Take your time, ensure your dog is only meeting one dog at a time and as a rule keep initial meetings short and sweet. These are my rules for introducing dogs

  • Make it a neutral space – Ideally choose an nice open space that doesn’t ‘belong’ to either dog, for example a local park.
  • Keep both dogs on lead – even if your friends dog is friendliest dog in town, it will make your dog feel better if he is on lead lead too.
  • Relax – each human holding the dog lead must be relax, no pulling on the lead to cause tension on the lead or tension for your dog.
  • Walk with Distance – walk side by side but with a good 10 meters between you both. If your dog is unsettled then increase the distance.
  • Cross Paths – while maintaining distance allow each other to cross paths, this will help each dog pick up the scent of the other.
  • Gradually reduce distance – get nearer to each other while walking. Ensure both dogs are happy, if either starts to get upset then increase the distance.
  • Let them meet – Ensure both dogs are happy, both humans are happy, then let the dogs meet and sniff each other. Keep watching your dog, if he is getting upset, defencive then call he away with you.
  • Always be rewarding your dog verbally and with treats for any and all positive interactions that includes him just looking at the dog.
  • Practice this several times over several meetings, then you can start enjoying walks, visits etc together.

In Short.

Time and space are your key friends when it comes to introducing your dog to new people and dogs, you are his voice and its down to you set the rules and ensure your friends and family stick to them.

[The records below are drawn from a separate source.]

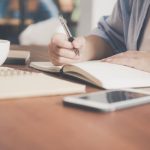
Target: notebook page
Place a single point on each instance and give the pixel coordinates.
(115, 76)
(16, 84)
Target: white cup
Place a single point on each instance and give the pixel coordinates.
(4, 50)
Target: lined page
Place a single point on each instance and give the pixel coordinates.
(16, 84)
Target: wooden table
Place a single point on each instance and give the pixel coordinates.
(44, 123)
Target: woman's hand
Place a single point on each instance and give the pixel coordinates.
(135, 59)
(61, 51)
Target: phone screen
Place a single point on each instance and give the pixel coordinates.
(112, 96)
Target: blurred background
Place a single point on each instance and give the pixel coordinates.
(35, 21)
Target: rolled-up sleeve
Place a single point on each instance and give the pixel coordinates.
(111, 29)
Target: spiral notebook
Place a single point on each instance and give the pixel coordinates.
(17, 84)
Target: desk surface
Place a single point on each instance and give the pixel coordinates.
(43, 123)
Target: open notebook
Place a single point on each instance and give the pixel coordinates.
(102, 74)
(16, 83)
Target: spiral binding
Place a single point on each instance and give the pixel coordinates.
(8, 72)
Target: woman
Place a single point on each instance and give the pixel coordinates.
(121, 38)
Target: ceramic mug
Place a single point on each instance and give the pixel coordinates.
(4, 50)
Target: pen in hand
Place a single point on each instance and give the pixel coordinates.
(69, 35)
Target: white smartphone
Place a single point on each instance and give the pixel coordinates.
(109, 100)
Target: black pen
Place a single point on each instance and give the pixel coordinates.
(69, 35)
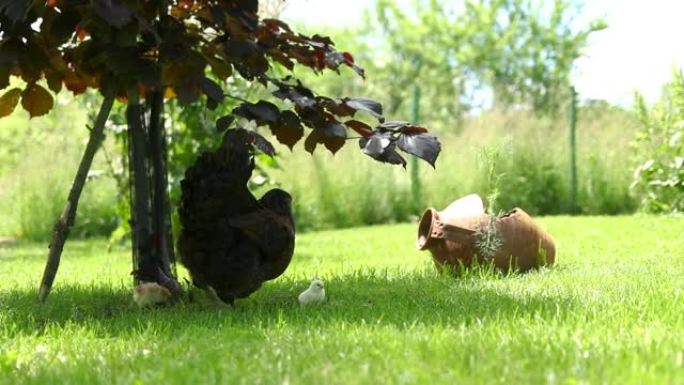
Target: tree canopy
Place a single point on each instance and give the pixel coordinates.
(186, 48)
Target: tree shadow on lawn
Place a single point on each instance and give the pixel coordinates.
(401, 301)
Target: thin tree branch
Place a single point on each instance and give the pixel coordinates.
(61, 229)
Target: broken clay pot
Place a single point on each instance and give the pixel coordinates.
(454, 237)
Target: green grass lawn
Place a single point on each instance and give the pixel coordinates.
(611, 311)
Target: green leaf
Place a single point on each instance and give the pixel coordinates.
(36, 100)
(9, 101)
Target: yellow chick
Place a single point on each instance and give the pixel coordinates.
(150, 293)
(315, 294)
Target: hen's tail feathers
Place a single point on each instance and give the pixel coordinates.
(216, 184)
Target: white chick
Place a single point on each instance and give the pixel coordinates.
(315, 294)
(150, 293)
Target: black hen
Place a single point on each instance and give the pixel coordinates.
(229, 240)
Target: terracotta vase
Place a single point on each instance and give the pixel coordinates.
(454, 236)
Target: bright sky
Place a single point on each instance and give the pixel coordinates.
(643, 43)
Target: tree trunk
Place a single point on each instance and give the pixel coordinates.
(61, 229)
(151, 261)
(140, 191)
(161, 214)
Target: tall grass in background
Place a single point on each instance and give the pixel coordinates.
(39, 159)
(351, 189)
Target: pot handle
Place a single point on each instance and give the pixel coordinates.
(451, 233)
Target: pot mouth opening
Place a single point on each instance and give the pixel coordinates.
(425, 229)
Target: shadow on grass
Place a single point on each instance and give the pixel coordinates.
(363, 298)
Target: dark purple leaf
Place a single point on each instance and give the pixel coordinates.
(300, 96)
(376, 144)
(261, 144)
(262, 112)
(332, 129)
(211, 89)
(424, 146)
(363, 104)
(389, 155)
(360, 127)
(288, 130)
(333, 144)
(311, 141)
(224, 122)
(113, 12)
(393, 125)
(14, 10)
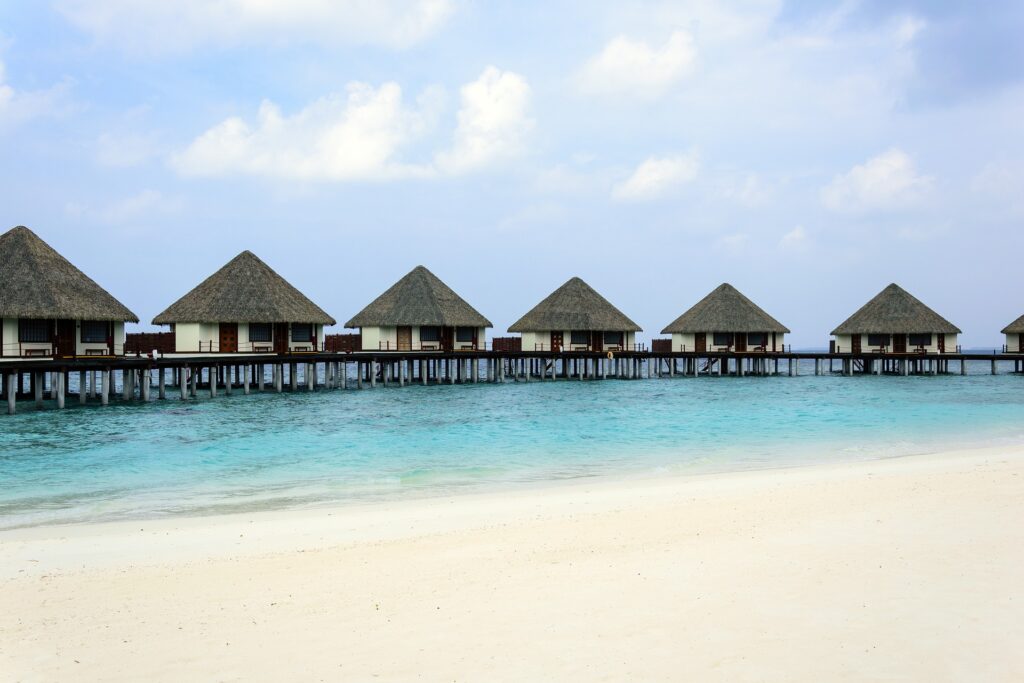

I have met a dog whose parents let lots of people meet him when he was a puppy, he didn’t have any option to but accept people petting him on the head. Now don’t get me wrong they only had the best of intentions with their puppy, but unfortantly even when he was scared he still had people petting him and as time went on, he developed a fear of people. He became very nervous as he grew older he didn’t like people who he didn’t know touching him, he would back away everytime.

Had his owners taken the time to let the puppy choose who he interacted with and directed people not to pat the top of his head, then their puppy would have most likely grown into a more well rounded dog.

Assume your dog is shy and take it from there.

Enjoy your new dog.

Suzanne Gould

Chief Dog Trainer and Canine Happiness Officer.